Nir Rosen was known as an author and pundit with extensive experience in the Middle East—until this week, when he became known as the guy who was forced to resign from his position at NYU after thoughtlessly mocking Lara Logan on Twitter. To Rosen's credit, he has been forthright and effusive in his apologies, and has repeatedly admitted that he did something stupid. So what wisdom can he share with the rest of us, as a man who has suffered the wrath of a global internet backlash? NYU Local scores an interview with Rosen, in which he says:
A few crude jokes on twitter do not make a philosophy, they just make you a momentary jerk. I didn't mean it and I have a record of eight years of risking my life for justice to prove my values. Had I been a right-wing writer I doubt this would have happened to me. That said, twitter is not a place for nuance and I should stick to long form journalism.
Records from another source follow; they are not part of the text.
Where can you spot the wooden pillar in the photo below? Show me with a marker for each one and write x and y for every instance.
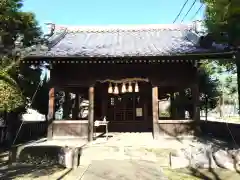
(196, 108)
(50, 116)
(156, 129)
(90, 113)
(104, 102)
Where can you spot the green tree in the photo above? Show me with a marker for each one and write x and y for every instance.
(222, 21)
(14, 23)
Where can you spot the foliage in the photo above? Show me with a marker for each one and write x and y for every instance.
(222, 20)
(14, 24)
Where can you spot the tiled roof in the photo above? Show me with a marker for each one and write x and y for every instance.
(120, 41)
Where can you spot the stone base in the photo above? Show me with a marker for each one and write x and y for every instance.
(68, 157)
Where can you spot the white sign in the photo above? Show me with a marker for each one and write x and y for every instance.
(33, 116)
(139, 112)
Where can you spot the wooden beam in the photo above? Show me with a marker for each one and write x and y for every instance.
(50, 113)
(90, 113)
(156, 129)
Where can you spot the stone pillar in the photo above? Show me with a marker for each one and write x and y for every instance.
(50, 115)
(90, 113)
(156, 129)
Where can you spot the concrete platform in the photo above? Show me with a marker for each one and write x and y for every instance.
(66, 152)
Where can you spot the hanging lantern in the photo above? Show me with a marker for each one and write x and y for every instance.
(129, 87)
(110, 89)
(124, 88)
(116, 91)
(136, 89)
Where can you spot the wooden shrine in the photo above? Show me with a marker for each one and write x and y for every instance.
(131, 76)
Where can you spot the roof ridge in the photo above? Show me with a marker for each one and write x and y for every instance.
(114, 28)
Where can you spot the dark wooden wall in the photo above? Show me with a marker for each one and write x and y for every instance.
(85, 74)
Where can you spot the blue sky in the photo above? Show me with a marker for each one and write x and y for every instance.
(101, 12)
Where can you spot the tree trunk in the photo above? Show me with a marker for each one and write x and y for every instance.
(238, 78)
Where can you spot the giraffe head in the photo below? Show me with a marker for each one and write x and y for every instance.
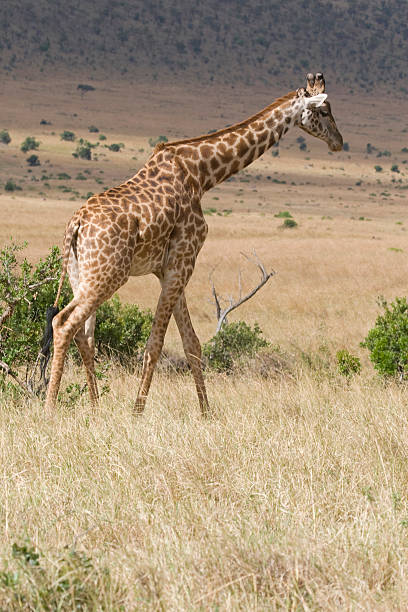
(316, 117)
Truest thing said about Twitter... maybe ever! Though the "right-wing writer" bit we find hard to believe. Rosen argues that he was taken down by the "right wing attack machine." Whereas we would argue that he was taken down by a bunch of normal people pissed off at what he wrote on Twitter. He also says that "Had Logan been a non-white journalist this story would have never made it to the news." That, too, is foolish. Let's say the same thing had happened to... (*brainstorming the scandalously few non-white journalists in America*) Gwen Ifill. Gwen Ifill, sexually assaulted, in Egypt. Of course that's going to make the fucking news. Just not quite as much.